Der Ausdruck in den Augen der Holzskulpturen von Stephan Balkenhol fesselt mich immer wieder.
Ein undefinierbares Ziel anvisierend, stolz und sanft zugleich, und doch ohne einen bestimmten Ausdruck im Gesicht, blicken sie die Betrachter nie direkt an. Ein Aspekt, der die Figuren so faszinierend macht.

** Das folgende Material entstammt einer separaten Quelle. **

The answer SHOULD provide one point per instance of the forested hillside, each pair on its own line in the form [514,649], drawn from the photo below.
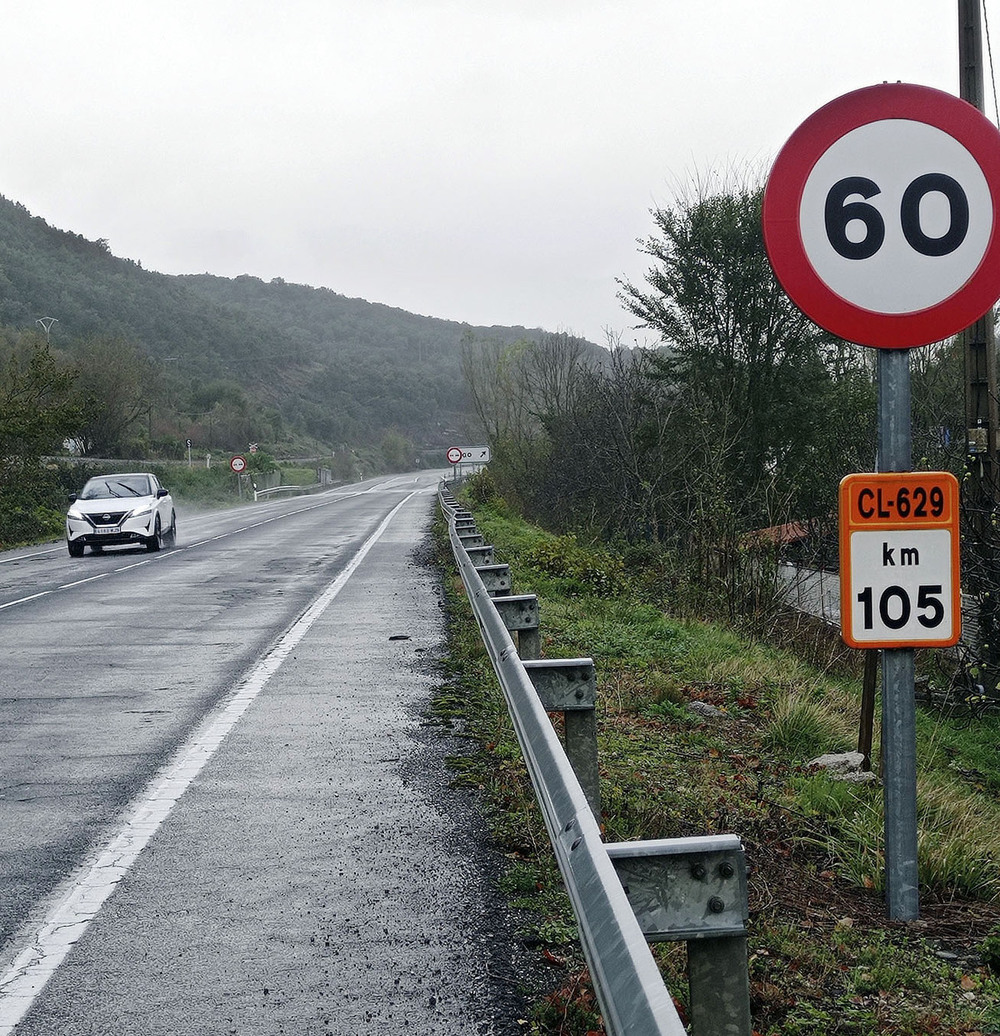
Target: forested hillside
[336,369]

Für Salzburg schuf er zwei Skulpturen, die den Blick des Betrachters auf zwei unterschiedliche Pole seines Ausdrucksvermögens lenken und spannungsreiche Bezüge aufbauen. „Sphaera” ist rund 9 m hoch und zeigt eine männliche Figur, mit unbestimmtem Ausdruck auf einer großen Goldkugel stehend - dieser Mann könnte jedermann sein.
Die gleiche Neutralität zeichnet sein 1,40 m großes weibliches Pendant „Frau im Fels” aus. Beide Figuren enthalten uns ihre Geschichte vor. Sie scheinen unserer Realität zu entstammen, aber sie bleiben in ihrer Emotionslosigkeit verrätselt. Balkenhol gesteht seinen Skulpturen große Deutungsoffenheit zu. Sie bewegen sich auf dem schmalen Grat zwischen Wiedererkennen und Zweifel, Nähe und Ferne.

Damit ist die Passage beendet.